The key findings of the needs analysis that supported the needs assessment are summarised below:

  • An estimated 18,000 18-64 year-olds living in Herefordshire were experiencing common mental health problems in 2005. No notable change in the number is expected up to 2012, but by 2021 it could have grown by some 1%. Assuming that those who needed to were accessing secondary services in 2005, the expected increase could equate to an extra 5 or 6 people requiring them by 2021.

  • There were 874 cases of psychosis, schizophrenia or bi-polar affective disorder known to GPs in Herefordshire in January 2007. This is higher than the estimated 600 that national prevalence rates would suggest.  There is, however, no reason to assume that more people in Herefordshire will require treatment for a psychotic disorder either in 2012 or 2021, than did in 2007.

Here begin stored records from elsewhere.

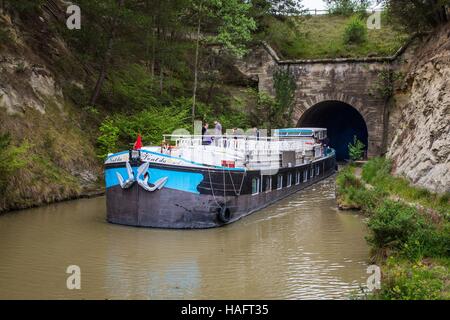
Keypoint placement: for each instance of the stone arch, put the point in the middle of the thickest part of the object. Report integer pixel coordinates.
(344, 119)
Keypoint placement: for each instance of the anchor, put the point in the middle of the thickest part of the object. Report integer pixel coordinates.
(130, 181)
(143, 171)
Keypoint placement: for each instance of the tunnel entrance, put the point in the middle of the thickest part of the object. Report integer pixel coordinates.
(342, 121)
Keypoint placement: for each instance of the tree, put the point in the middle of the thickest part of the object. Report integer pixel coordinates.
(229, 25)
(114, 17)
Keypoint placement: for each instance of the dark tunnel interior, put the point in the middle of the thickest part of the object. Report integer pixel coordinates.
(342, 121)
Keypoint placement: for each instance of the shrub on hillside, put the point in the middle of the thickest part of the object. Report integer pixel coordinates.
(355, 31)
(347, 7)
(392, 224)
(12, 158)
(119, 131)
(413, 281)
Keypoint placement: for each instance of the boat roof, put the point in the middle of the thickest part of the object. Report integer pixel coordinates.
(299, 131)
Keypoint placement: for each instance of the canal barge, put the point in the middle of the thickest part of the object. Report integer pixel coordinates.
(205, 182)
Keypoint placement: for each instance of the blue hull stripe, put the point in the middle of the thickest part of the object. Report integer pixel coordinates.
(178, 180)
(184, 160)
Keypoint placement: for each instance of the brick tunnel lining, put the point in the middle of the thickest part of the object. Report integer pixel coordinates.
(342, 121)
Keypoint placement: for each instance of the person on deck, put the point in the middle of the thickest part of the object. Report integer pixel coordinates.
(206, 139)
(218, 133)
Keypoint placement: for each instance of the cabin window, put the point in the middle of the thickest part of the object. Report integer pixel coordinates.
(268, 184)
(279, 182)
(255, 186)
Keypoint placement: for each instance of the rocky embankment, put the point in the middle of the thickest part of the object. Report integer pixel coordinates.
(61, 162)
(420, 119)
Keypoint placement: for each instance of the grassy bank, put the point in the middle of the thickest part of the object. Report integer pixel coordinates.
(315, 37)
(409, 230)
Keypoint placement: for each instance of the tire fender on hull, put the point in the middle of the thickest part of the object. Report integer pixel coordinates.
(224, 214)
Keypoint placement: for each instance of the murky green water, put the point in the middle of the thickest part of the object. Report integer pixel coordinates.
(300, 248)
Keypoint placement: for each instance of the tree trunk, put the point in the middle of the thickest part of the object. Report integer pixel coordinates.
(106, 60)
(197, 52)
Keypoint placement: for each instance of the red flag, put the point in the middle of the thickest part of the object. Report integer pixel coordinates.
(138, 143)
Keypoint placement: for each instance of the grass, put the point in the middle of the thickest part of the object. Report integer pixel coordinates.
(409, 231)
(316, 37)
(377, 173)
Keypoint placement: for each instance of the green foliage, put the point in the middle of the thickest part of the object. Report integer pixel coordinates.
(392, 224)
(347, 7)
(356, 149)
(267, 113)
(235, 30)
(376, 167)
(384, 85)
(120, 131)
(285, 87)
(12, 158)
(5, 36)
(414, 281)
(355, 31)
(377, 172)
(321, 36)
(131, 88)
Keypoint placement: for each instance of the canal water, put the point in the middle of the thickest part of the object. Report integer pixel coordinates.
(299, 248)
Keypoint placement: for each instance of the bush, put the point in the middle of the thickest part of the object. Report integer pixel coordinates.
(356, 149)
(427, 241)
(347, 7)
(12, 158)
(392, 224)
(119, 131)
(406, 281)
(356, 31)
(376, 167)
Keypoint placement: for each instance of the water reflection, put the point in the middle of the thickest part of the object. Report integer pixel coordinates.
(300, 248)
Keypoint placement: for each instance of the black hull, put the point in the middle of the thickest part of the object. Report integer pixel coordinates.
(222, 198)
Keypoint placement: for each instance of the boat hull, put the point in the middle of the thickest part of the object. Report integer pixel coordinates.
(195, 198)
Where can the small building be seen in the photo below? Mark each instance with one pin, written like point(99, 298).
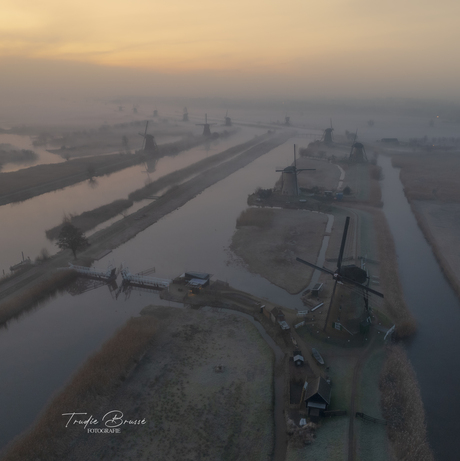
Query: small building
point(277, 315)
point(316, 289)
point(390, 140)
point(284, 325)
point(317, 396)
point(203, 276)
point(298, 358)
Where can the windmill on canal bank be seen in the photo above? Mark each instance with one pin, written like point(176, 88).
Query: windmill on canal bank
point(149, 145)
point(352, 276)
point(206, 126)
point(289, 182)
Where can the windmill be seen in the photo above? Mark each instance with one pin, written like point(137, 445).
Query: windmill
point(327, 136)
point(206, 126)
point(357, 151)
point(185, 115)
point(149, 145)
point(228, 120)
point(348, 274)
point(292, 171)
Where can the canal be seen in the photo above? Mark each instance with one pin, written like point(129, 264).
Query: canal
point(40, 351)
point(47, 210)
point(435, 348)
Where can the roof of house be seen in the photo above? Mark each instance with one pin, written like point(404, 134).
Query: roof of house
point(319, 386)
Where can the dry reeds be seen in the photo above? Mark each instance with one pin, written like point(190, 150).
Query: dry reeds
point(35, 294)
point(403, 408)
point(96, 381)
point(259, 217)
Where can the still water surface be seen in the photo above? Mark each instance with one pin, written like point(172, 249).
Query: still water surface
point(40, 351)
point(24, 224)
point(435, 349)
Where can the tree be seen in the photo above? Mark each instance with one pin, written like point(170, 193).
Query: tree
point(71, 238)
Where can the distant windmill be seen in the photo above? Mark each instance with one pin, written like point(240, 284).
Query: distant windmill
point(228, 120)
point(185, 115)
point(149, 145)
point(327, 136)
point(292, 171)
point(357, 152)
point(206, 126)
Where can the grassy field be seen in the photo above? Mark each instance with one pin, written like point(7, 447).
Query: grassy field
point(95, 382)
point(35, 295)
point(402, 407)
point(90, 219)
point(269, 241)
point(432, 176)
point(194, 410)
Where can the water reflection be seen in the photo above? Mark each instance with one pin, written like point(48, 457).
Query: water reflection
point(47, 210)
point(435, 348)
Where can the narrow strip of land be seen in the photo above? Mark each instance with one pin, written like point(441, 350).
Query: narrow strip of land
point(124, 230)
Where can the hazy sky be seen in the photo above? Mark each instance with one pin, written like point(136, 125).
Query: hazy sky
point(207, 48)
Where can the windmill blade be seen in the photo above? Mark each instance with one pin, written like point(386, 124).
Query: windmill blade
point(364, 287)
point(327, 271)
point(342, 246)
point(145, 134)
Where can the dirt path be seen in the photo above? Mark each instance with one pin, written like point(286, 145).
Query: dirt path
point(356, 376)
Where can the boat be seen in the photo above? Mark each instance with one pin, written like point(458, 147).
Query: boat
point(317, 356)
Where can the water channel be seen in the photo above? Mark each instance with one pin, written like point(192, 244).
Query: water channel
point(47, 210)
point(435, 349)
point(40, 350)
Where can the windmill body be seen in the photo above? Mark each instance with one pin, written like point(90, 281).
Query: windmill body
point(206, 126)
point(327, 135)
point(358, 153)
point(149, 145)
point(228, 120)
point(289, 177)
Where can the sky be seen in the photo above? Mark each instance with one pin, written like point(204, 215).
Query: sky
point(290, 48)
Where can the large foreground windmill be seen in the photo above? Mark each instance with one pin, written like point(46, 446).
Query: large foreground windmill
point(149, 145)
point(348, 274)
point(206, 126)
point(289, 177)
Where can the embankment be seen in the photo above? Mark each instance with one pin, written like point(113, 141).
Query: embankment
point(26, 183)
point(90, 219)
point(127, 228)
point(403, 408)
point(33, 295)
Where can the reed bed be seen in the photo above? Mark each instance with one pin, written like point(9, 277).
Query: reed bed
point(431, 176)
point(259, 217)
point(395, 305)
point(35, 294)
point(403, 408)
point(93, 384)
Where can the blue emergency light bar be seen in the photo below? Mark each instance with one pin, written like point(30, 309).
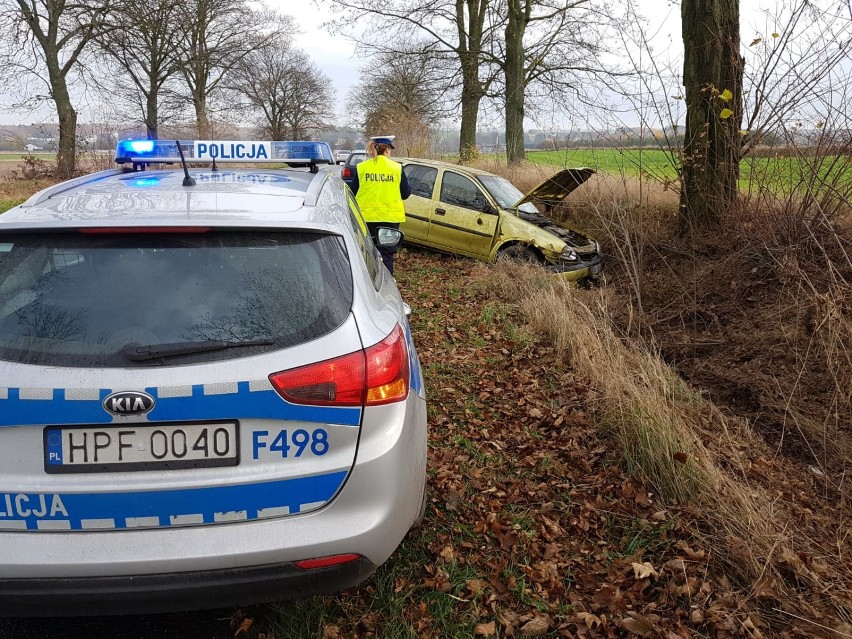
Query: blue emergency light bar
point(222, 151)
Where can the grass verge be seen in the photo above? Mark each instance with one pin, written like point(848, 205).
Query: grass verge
point(692, 454)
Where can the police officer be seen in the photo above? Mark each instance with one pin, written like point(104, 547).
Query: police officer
point(380, 186)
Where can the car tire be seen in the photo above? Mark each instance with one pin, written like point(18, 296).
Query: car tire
point(520, 254)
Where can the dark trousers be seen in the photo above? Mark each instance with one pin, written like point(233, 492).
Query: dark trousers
point(386, 252)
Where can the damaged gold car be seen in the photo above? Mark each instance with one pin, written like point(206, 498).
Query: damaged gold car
point(466, 211)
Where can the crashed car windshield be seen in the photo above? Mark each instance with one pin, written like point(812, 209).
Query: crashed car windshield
point(506, 193)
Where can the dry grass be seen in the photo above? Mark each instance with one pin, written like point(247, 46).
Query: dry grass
point(683, 446)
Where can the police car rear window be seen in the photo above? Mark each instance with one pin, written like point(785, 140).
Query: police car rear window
point(142, 299)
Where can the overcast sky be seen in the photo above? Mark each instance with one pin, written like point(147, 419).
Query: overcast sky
point(335, 55)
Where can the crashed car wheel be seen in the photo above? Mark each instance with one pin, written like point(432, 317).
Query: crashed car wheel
point(520, 254)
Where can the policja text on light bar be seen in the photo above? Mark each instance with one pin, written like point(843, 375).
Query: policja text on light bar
point(197, 151)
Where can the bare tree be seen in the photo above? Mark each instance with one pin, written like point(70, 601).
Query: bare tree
point(403, 95)
point(285, 89)
point(141, 43)
point(798, 61)
point(459, 31)
point(217, 36)
point(45, 39)
point(713, 82)
point(545, 41)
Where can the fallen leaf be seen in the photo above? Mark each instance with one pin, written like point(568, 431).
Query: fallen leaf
point(639, 625)
point(644, 570)
point(588, 619)
point(330, 631)
point(244, 626)
point(485, 629)
point(535, 627)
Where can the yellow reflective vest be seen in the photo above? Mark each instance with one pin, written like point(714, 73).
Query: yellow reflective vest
point(378, 194)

  • According to national prevalence rates there were an estimated 4,650 residents with a personality disorder in 2005.  This number is expected to increase by around 50 people by 2012.  Projections suggest a 3% increase by 2021, to 4,800 adults. In January 2007 around 60 adults receiving secondary specialist mental health care had a primary diagnosis of personality disorder – just 1.3% of all estimated cases. It is not possible to determine how many people are diagnosed within primary care. The large discrepancy between the number of clients and the estimate based on national prevalence rates may be explained by large numbers of people with a personality disorder not requiring specialist services, or may be misdiagnosed with another mental health problem. 

  • The number of people aged 30-64 with dementia was estimated in 2005 to be about 50; a similar number seems likely in the years ahead. Only 22 of these people were receiving a secondary service in March 2007, of whom an estimated one-third was suffering from preventable dementia related to substance misuse.

  • Compared to those with mental health problems alone, people who have a dual diagnosis of mental health problems and either substance misuse problems or a learning disability tend to make higher levels of demands on services, including  expensive resources such as emergency services and inpatient beds.  Despite this, little is known about the extent of dual diagnosis nationally, beyond its being estimated that around one in three psychiatric patients with a serious mental illness also have a substance misuse problem. In Herefordshire around 30-50 people in Herefordshire have mental health problems and a learning disability, and around half of drug and alcohol service users have a mental health problem.